そうだ、ササ様の部屋に行ってみよう。高度文明から来たのだからパソコンがあるかも?。
えーと、確かササ様の部屋にはハートマークの可愛らしい名札が掛かっているらしい。
「こんにちは。お邪魔します」
「ああ、此処にいるよ。何の用かな?」20歳ぐらいの女性が、うっすらと目の前に現れた。
「僕は8代目のジロウです。ササ様ですか?」
「ああ、ササだ。そうか君が8代目の・う・・ それにしても可愛い男の子だね。魔女とは言い難いが。まあ良いか!。それより何の用かな?」
ササ様はしゃがんで、金色の長い髪を掻き揚げて私の目を覗き込む。
「パーソナルコンピュータがあれば貸してほしいのですが」
「いいよ。そこの棚にいろいろあるから、使えそうなものを持っていっていいよ」
腕時計のようなものがある。ボタンを押すと10インチぐらいの画面が浮かぶ。入力は声でできるようだ。60センチ*15センチの板状のものがある。スイッチを押すと30インチぐらいの大きさの画面と光るキーボードがでてきた。画面に実態はなく、空中に描かれるものである。

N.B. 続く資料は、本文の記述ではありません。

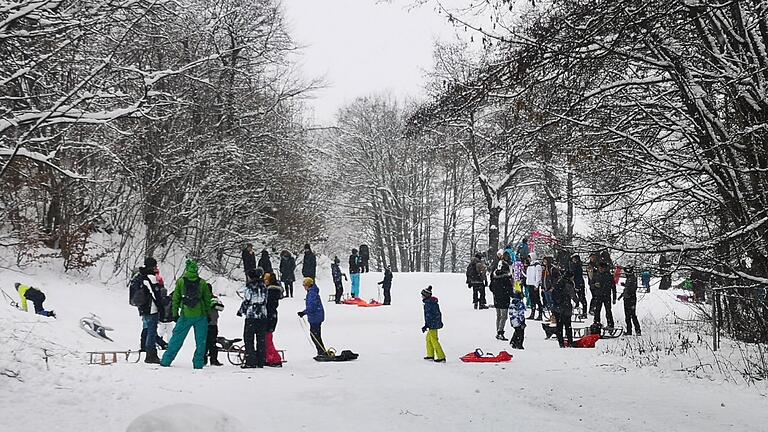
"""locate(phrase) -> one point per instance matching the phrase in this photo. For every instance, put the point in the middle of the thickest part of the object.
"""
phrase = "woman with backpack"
(191, 305)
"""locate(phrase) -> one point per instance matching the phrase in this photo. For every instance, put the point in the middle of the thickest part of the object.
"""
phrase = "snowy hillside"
(390, 387)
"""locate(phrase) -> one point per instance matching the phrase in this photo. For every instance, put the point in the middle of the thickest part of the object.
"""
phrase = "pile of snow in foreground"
(390, 387)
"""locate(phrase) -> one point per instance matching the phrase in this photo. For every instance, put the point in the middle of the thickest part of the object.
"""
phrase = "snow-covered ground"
(390, 387)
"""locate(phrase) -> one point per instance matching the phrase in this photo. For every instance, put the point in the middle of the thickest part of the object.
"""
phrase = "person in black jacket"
(336, 275)
(265, 262)
(501, 288)
(309, 265)
(605, 293)
(249, 259)
(578, 283)
(386, 285)
(365, 256)
(630, 300)
(287, 271)
(146, 296)
(563, 296)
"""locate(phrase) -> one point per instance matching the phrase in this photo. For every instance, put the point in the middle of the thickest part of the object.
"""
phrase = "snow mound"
(185, 418)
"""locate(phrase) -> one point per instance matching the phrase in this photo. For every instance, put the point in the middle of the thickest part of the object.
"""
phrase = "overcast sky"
(361, 47)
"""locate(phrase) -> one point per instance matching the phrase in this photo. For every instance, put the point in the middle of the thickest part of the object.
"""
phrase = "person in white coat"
(533, 281)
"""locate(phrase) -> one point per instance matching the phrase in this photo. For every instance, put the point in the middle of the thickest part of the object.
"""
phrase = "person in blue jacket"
(315, 314)
(433, 321)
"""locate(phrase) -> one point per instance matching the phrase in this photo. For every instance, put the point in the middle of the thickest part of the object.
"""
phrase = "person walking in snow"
(254, 308)
(477, 280)
(213, 331)
(533, 280)
(517, 320)
(249, 258)
(563, 296)
(433, 321)
(34, 295)
(191, 305)
(313, 310)
(309, 263)
(605, 293)
(274, 295)
(265, 262)
(386, 285)
(501, 288)
(336, 275)
(365, 257)
(147, 297)
(287, 271)
(630, 301)
(578, 283)
(354, 272)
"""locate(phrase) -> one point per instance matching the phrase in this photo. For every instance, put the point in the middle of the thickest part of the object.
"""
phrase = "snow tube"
(587, 341)
(479, 357)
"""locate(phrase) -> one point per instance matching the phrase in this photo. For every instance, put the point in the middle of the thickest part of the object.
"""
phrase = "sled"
(331, 356)
(372, 303)
(93, 326)
(104, 358)
(587, 341)
(605, 333)
(478, 356)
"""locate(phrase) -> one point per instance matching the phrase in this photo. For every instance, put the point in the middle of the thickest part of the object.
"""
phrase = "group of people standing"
(517, 283)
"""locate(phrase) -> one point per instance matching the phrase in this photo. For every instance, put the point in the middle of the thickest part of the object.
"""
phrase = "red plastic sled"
(479, 357)
(587, 341)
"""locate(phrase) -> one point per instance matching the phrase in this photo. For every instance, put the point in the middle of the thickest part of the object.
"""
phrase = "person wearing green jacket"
(191, 306)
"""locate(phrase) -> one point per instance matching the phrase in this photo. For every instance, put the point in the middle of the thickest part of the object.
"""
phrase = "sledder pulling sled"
(478, 356)
(93, 326)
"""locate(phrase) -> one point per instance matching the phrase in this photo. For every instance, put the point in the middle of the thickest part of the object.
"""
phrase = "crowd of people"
(553, 289)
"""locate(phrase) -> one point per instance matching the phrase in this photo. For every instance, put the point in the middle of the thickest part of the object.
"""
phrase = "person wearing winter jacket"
(254, 308)
(309, 264)
(477, 280)
(533, 280)
(265, 262)
(386, 285)
(433, 321)
(517, 320)
(191, 305)
(354, 272)
(630, 300)
(274, 294)
(213, 330)
(313, 310)
(249, 258)
(147, 297)
(563, 296)
(34, 295)
(287, 271)
(605, 293)
(501, 288)
(578, 283)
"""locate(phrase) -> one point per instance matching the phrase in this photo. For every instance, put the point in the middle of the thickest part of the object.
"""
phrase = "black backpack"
(191, 293)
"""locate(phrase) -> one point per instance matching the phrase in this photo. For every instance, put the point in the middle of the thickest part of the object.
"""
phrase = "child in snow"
(517, 320)
(386, 285)
(433, 320)
(315, 313)
(213, 330)
(37, 298)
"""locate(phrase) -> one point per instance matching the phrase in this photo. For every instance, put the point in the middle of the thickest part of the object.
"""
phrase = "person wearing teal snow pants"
(180, 332)
(191, 305)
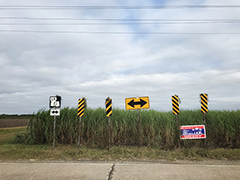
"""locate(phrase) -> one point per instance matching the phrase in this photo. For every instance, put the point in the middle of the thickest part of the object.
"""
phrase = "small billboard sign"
(193, 132)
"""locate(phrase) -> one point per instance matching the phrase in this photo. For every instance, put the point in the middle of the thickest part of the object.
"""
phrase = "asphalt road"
(117, 171)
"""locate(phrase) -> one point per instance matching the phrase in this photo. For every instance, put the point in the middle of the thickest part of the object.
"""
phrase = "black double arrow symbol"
(141, 103)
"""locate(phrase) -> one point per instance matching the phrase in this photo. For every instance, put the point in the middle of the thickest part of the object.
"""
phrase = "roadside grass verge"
(7, 134)
(10, 150)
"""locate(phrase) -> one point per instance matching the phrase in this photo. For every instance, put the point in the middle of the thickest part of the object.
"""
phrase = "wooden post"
(79, 131)
(139, 128)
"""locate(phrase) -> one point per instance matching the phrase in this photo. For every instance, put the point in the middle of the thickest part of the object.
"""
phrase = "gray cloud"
(34, 66)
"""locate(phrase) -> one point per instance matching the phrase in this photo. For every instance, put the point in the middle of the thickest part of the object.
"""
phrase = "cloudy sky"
(120, 49)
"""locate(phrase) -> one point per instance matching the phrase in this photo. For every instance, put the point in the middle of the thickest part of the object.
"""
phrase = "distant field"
(4, 123)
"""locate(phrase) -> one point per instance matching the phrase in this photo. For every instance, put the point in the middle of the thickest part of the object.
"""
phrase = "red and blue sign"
(193, 132)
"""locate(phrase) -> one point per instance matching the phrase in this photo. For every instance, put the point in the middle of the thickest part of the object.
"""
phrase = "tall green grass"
(158, 129)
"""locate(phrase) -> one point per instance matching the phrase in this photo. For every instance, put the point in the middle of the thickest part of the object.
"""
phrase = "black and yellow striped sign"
(81, 105)
(204, 103)
(175, 105)
(108, 107)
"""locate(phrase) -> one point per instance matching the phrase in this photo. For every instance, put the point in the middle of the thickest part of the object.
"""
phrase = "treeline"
(158, 129)
(16, 116)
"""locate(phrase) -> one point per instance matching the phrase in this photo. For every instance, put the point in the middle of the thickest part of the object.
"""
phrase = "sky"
(80, 51)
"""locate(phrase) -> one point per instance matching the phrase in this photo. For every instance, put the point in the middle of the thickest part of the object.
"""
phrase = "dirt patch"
(13, 122)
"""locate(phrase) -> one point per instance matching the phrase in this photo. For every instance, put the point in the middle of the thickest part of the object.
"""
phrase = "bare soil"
(13, 122)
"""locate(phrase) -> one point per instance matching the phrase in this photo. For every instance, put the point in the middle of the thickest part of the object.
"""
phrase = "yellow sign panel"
(137, 103)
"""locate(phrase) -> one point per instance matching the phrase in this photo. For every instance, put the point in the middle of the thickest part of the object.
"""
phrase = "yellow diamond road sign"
(137, 103)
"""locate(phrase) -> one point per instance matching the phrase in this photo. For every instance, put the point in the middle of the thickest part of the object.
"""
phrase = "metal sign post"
(54, 127)
(109, 114)
(139, 128)
(55, 104)
(81, 106)
(204, 110)
(175, 108)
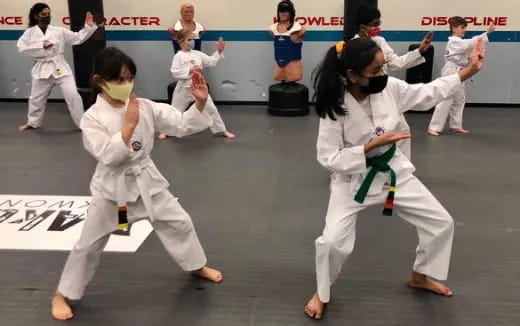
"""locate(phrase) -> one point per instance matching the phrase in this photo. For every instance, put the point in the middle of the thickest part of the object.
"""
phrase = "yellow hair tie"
(339, 47)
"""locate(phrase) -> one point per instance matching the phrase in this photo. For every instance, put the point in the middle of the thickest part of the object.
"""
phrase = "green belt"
(379, 164)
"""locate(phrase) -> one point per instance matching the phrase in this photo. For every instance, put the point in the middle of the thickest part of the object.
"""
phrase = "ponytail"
(330, 77)
(329, 86)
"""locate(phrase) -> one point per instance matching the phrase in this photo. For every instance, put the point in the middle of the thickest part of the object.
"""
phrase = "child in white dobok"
(47, 43)
(360, 109)
(118, 130)
(458, 51)
(184, 64)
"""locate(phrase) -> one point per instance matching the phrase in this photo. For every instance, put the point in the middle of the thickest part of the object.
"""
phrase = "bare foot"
(25, 127)
(315, 308)
(209, 273)
(60, 307)
(421, 281)
(228, 135)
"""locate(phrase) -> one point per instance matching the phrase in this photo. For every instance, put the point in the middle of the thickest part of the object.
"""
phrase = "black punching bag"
(423, 72)
(84, 53)
(288, 99)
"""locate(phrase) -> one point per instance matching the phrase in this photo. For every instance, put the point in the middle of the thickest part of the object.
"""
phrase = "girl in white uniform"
(360, 109)
(184, 64)
(456, 55)
(46, 43)
(118, 130)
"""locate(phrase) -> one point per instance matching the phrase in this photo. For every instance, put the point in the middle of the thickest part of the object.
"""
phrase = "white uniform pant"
(40, 91)
(182, 97)
(452, 107)
(413, 203)
(171, 223)
(405, 145)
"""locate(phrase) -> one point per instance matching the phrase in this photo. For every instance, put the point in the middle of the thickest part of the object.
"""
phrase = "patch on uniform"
(136, 146)
(380, 131)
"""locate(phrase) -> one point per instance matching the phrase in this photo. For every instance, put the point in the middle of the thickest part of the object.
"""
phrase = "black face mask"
(45, 20)
(375, 85)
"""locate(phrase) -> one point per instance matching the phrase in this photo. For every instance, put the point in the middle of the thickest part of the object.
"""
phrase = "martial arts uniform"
(51, 68)
(199, 29)
(288, 54)
(457, 56)
(182, 96)
(340, 149)
(396, 62)
(126, 175)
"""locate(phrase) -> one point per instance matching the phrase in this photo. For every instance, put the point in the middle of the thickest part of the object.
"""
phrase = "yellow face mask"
(119, 92)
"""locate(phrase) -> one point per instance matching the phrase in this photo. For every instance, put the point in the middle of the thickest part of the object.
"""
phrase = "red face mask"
(374, 31)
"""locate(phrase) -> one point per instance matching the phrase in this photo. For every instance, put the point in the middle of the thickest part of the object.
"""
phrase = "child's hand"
(47, 44)
(386, 139)
(199, 89)
(132, 111)
(476, 60)
(220, 45)
(195, 68)
(426, 42)
(490, 29)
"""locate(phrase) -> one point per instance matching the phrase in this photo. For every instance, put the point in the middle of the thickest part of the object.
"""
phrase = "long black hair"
(330, 77)
(35, 10)
(286, 6)
(108, 64)
(365, 15)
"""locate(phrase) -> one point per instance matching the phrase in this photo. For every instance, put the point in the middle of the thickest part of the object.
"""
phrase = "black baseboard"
(265, 103)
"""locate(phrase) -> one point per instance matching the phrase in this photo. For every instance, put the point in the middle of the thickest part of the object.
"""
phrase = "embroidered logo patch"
(379, 131)
(136, 146)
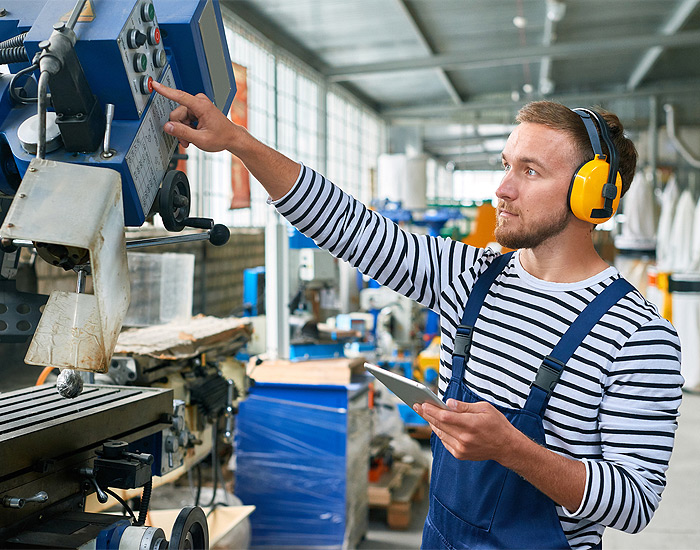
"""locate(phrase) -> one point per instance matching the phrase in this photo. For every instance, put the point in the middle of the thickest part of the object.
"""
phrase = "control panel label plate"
(151, 151)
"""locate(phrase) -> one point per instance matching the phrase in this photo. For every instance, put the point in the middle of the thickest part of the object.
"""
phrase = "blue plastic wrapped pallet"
(302, 457)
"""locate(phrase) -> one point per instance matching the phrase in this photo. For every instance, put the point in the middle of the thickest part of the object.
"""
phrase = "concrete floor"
(676, 525)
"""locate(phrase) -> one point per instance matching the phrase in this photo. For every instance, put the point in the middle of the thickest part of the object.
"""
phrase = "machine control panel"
(142, 51)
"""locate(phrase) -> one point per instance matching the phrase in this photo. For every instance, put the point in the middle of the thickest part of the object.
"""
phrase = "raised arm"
(198, 121)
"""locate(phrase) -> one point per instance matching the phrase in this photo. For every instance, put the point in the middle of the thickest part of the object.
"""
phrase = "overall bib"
(481, 504)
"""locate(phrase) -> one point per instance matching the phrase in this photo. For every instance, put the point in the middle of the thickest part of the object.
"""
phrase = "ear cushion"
(586, 190)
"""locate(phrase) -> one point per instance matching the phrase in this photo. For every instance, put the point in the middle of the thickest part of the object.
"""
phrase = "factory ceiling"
(451, 68)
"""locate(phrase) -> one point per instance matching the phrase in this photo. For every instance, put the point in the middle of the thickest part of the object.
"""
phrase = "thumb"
(459, 406)
(183, 132)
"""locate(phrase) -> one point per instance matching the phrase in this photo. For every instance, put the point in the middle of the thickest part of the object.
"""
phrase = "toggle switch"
(146, 85)
(140, 62)
(154, 36)
(159, 58)
(135, 39)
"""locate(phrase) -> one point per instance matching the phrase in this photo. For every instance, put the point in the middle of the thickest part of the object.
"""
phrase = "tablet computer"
(409, 391)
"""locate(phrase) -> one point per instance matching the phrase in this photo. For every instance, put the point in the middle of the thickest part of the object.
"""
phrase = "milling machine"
(82, 155)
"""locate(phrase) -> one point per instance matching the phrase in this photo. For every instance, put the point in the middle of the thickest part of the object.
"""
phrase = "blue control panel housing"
(196, 60)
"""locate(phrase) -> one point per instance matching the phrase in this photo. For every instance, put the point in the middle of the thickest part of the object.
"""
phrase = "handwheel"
(174, 200)
(190, 530)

無難なところで、板状パソコンを貸してもらうことにした。
「ササ様。この使い方を教えていただけませんか?」
ということで、ひとしきりササ様に教えてもらった。携帯用に腕輪型のものも借りた。
基本的には、現世で使用していたパソコンに似ている。進歩しているところでは、考えていることやイメージを言葉や画像に変えてくれるらしい。
また、中央監視システムに接続すると、この世界のほとんどの場所をリアルタイムで見ることができるようだ。
表計算ソフトやカレンダーなど現世にあるソフトも入っていた。日記アプリがあったので、これまでのことを思い出しながら記録した。また、カレンダーにはこれからの予定などを入力しておく。